Maria Susanna Cummins 1827-1866
American essayist, and novelist.
Cummins was one of the most successful writers of domestic fiction in the mid-nineteenth century. Her first novel, The Lamplighter (1854), was a publishing sensation that sold seventy thousand copies in its first year.
Cummins was born in Salem, Massachusetts on April 9, 1827 to the Honorable David Cummins and his third wife, Maria F. Kittredge. She was first of four children from that marriage and the fifth of her father's eight children. Mr. Cummins's professional success allowed him to provide his large family with a comfortable, financially secure existence in Dorchester, Massachusetts. He tutored Cummins in her early childhood, giving her a classical education and encouraging her to develop her talents as a writer. She read widely throughout her youth, and later studied in Lenox, Massachusetts, at Mrs. Charles Sedgwick's Young Ladies School. There she met Catharine Maria Sedgwick, sister-in-law of the proprietor and one of New England's well-known novelists. Influenced by the women she encountered at school, Cummins returned to Dorchester and began publishing anonymous stories in various periodicals. She was twenty-six when The Lamplighter was released. Despite the phenomenal success of the novel, Cummins continued to live a quiet life with her family. She published three more novels with varying degrees of success: Mabel Vaughan (1857), El Fureidis (1860), and Haunted Hearts (1864). Cummins remained in Dorchester the rest of her brief, unmarried life, teaching Sunday school at the local First Unitarian Church, and writing regularly. She did some traveling and published two long essays about her experiences abroad in The Atlantic Monthly. “A Talk about Guides” (June 1864) and “Around Mull” (July 1865) discuss Cummins's visits to England, Scotland, and the Alpine region. She returned from her second European trip with failing health and died of an unspecified abdominal ailment on October 1, 1866 at the age of 39.
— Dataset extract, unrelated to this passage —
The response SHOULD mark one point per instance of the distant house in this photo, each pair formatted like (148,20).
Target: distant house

The Lamplighter brought sudden fame to Cummins when she was 26 years old. The novel was first published anonymously, but the author’s name was quickly revealed. The Lamplighter was one of the most notable American best sellers of the 1850s. It sold 20,000 copies in 20 days and twice that amount in its first two months. Thirteen different British firms published the novel, and it was later translated into six foreign languages. In Boston, The Lamplighter was adapted—unsuccessfully—for the stage. The novel was distributed in a variety of formats: lavishly illustrated editions for art lovers, diminutive versions for railroad travelers, and picture books with an abridged story for children. It tells the story of a severely neglected young orphan, Gerty, who—through the kindnesses of strangers and her own moral fortitude—rises from material and emotional impoverishment to graceful, spiritually mature adulthood. Like The Lamplighter, Cummins's second novel, Mabel Vaughan, was well received by the public. Attacking the materialism of American society, the novel offers a female protagonist that is antithetical to Gerty’s character. In order to achieve fulfillment, wealthy Mabel must witness the loss of her family's extravagant way of life, and avoid their moral dissipations. She then helps her family reestablish itself in rural Illinois. Unlike the first two novels, Cummins's final two—El Fureidis, and Haunted Hearts—were not as popular with the public. Set in Syria, El Fureidis tells the romantic tale of Havilah, a beautiful Rousseau-like child of nature who is innocently uninhibited. Haunted Hearts is a historical murder mystery set during the War of 1812. It depicts the personal decline of Angeline Cousin, a coy, fan-whipping coquette who, because of one thoughtless act of passion, is socially ostracized, and thus ruined. Her redemption comes only after years of suffering.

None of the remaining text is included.